RM: I think there always will be and should be a National Trust. We take our national responsibilities very seriously. Washington is where a lot of preservation policies are determined, so I think it’s important that we be here.

This is one of the reasons why we need a new set of eyes coming in here and a younger generation of leadership. Every generation will see this differently. It's time for somebody else of another generation to come in and look at all this anew, because he or she will have, and should have, very different views about what it takes to further the mission of this organization in a new time.

JS: Is there anything specific about which you would warn your successor?

RM: We're always on the edge financially. We're always on the margin. When we went through this last economic downturn, we had to make some tough decisions. Most of our members and donors stuck with us. We lost some. Our endowment took a hit. It was a tough time for everybody and a tough time for us. You really can't get very far away from the financial constraints. We can't do everything. We have to establish priorities. We have to pick issues that are opportunistic, topical, while continuing to address the traditional bread-and-butter preservation issues. As society changes, so will our role, because the needs of communities and individuals change and we have to be responsive.

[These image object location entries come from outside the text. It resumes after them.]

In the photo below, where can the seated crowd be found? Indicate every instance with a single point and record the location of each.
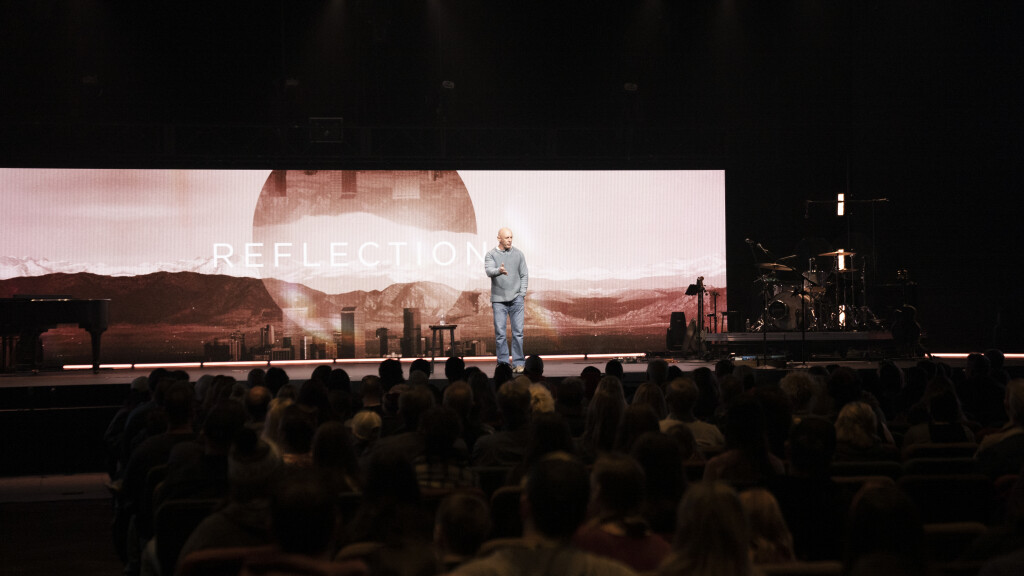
(715, 471)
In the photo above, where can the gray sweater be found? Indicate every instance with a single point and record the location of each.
(505, 287)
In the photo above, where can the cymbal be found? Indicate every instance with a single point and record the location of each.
(775, 266)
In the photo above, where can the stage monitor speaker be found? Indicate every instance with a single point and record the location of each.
(675, 336)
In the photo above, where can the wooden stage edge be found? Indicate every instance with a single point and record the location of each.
(772, 351)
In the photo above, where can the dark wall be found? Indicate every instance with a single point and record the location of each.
(914, 101)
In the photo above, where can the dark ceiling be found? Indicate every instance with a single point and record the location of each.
(913, 101)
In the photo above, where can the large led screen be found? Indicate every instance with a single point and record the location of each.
(299, 264)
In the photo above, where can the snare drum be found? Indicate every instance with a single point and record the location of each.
(815, 282)
(785, 312)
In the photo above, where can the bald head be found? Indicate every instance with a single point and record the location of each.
(505, 239)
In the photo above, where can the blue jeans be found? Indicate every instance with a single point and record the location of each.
(514, 311)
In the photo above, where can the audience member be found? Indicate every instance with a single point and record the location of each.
(313, 397)
(616, 529)
(712, 534)
(603, 416)
(801, 388)
(778, 416)
(254, 469)
(407, 442)
(657, 372)
(747, 459)
(653, 397)
(549, 434)
(637, 419)
(462, 524)
(275, 379)
(372, 395)
(455, 369)
(459, 397)
(590, 376)
(682, 399)
(366, 432)
(1003, 452)
(980, 394)
(257, 404)
(390, 373)
(688, 449)
(302, 517)
(422, 365)
(256, 377)
(884, 521)
(503, 373)
(339, 393)
(298, 424)
(534, 369)
(945, 423)
(390, 510)
(569, 403)
(553, 506)
(484, 400)
(856, 438)
(271, 427)
(665, 480)
(612, 368)
(724, 367)
(335, 458)
(441, 466)
(507, 446)
(709, 397)
(811, 502)
(770, 538)
(996, 363)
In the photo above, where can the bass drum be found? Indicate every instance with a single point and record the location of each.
(785, 312)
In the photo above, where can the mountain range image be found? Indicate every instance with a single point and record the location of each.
(187, 304)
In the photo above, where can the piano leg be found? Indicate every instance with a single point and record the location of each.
(95, 334)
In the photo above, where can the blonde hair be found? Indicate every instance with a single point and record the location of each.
(856, 424)
(770, 537)
(712, 534)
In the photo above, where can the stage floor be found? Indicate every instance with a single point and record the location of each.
(555, 367)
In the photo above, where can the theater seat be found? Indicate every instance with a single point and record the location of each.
(823, 568)
(950, 497)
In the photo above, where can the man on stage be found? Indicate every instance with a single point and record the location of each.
(507, 268)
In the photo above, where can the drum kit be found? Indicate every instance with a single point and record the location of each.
(826, 295)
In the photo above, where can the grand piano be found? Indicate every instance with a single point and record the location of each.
(25, 318)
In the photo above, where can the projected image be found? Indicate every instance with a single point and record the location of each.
(307, 264)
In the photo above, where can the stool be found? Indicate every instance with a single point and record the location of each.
(438, 330)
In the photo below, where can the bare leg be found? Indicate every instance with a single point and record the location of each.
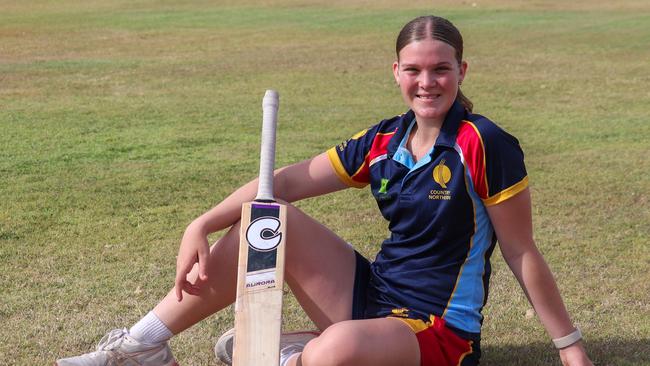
(319, 269)
(377, 342)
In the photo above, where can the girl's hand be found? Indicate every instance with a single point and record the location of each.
(194, 248)
(575, 355)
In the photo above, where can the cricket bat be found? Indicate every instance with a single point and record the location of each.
(260, 272)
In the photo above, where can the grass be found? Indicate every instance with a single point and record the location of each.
(123, 120)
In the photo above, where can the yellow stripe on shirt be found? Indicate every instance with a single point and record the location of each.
(507, 193)
(340, 170)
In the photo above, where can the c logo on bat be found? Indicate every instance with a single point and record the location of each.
(264, 233)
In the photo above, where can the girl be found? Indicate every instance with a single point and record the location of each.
(449, 182)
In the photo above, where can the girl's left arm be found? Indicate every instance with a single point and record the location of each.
(512, 221)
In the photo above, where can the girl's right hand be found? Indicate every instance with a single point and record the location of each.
(194, 249)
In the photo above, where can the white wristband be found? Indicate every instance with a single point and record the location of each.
(568, 340)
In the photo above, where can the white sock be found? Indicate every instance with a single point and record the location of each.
(293, 353)
(151, 330)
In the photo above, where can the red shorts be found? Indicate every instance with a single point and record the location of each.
(439, 345)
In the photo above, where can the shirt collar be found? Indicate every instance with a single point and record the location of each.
(449, 130)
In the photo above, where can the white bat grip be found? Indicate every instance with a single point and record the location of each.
(270, 105)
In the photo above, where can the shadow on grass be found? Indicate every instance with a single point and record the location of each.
(603, 352)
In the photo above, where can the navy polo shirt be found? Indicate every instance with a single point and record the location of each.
(436, 259)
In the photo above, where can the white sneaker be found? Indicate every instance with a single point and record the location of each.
(290, 343)
(118, 348)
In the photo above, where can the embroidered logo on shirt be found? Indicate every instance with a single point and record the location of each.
(442, 174)
(400, 312)
(384, 186)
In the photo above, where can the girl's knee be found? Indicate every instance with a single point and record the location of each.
(338, 345)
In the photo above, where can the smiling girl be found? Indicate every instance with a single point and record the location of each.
(450, 183)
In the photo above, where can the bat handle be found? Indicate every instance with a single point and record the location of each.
(270, 105)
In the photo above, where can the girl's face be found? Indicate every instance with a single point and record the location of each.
(428, 75)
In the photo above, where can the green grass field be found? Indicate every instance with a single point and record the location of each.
(121, 121)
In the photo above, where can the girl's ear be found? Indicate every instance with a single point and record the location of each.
(396, 71)
(462, 72)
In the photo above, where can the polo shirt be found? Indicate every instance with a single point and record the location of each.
(436, 260)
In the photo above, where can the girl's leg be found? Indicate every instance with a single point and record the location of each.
(319, 268)
(377, 342)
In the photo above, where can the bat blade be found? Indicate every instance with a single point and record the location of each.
(258, 308)
(260, 271)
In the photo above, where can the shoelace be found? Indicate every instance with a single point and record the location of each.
(112, 340)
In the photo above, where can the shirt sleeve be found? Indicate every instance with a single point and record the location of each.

JS: What are you looking forward to—or can you even think about retirement when you’re still in the thick of things?

RM: I'm looking forward to spending some more time in the West. I want to do some writing. I love public service in all of its different forms. One thing everybody assures me is that I won't have any trouble filling up the day.

JS: Was your love affair with the West something that happened as an adult?

RM: Yes, we discovered the West skiing out there when our kids were growing up. My son built a house for us in a remote town in southwestern Colorado. So we've had a place there now for 20 years and become very attached to it.

JS: Do you remember the first historic site you visited?

RM: One that really got my attention was Fort Snelling in Minnesota, at the confluence of the Mississippi and the ­Minnesota rivers. It's the most historic site in Minnesota, and it's been very well preserved by the Minnesota Historical Society. That was one of the first. In Duluth, growing up, I remember the Leif Erikson Park, where they had a Viking ship. I was pretty sure that Leif Erikson made it all the way through to the head of Lake Superior in his Viking ship. And that was before the St. Lawrence Seaway.

JS: This may be an unfair question—like asking Fred Astaire, "Who was your favorite dancing partner?"—but which historic sites do you recommend visiting?

RM: There are so many great sites protected by the National Trust. I love Acoma Sky City, and I go there often. It's the oldest continually inhabited community in America. There are also a lot of places that are less well known. Brucemore in Cedar Rapids. Belle Grove out in the Shenandoah Valley. The African Meeting House in Boston. There's not one that doesn’t have something special about it. They wouldn't be in our collection unless they were special. Of course, I spent a lot of time fighting to save Farnsworth and working on President Lincoln's Cottage. I'm heavily invested in those two.

JS: I noticed a Lincoln bust here in your office.

RM: Yes, it's a life mask from 1860. We were just given that award by the Lincoln Forum in Gettysburg last November. I'm very proud of it. It's about to go out to the cottage.

JS: What else would you like people to know about you and the organization you've led?

RM: That retirement's the right thing for me and the ­institution. I feel so strongly about the people here, the places, the cause itself. I have great affection for the National Trust. I feel very privileged to have been here. There are people who have risen through the ranks because they just love this place and want to continue to be part of it. And I am going to be one of them.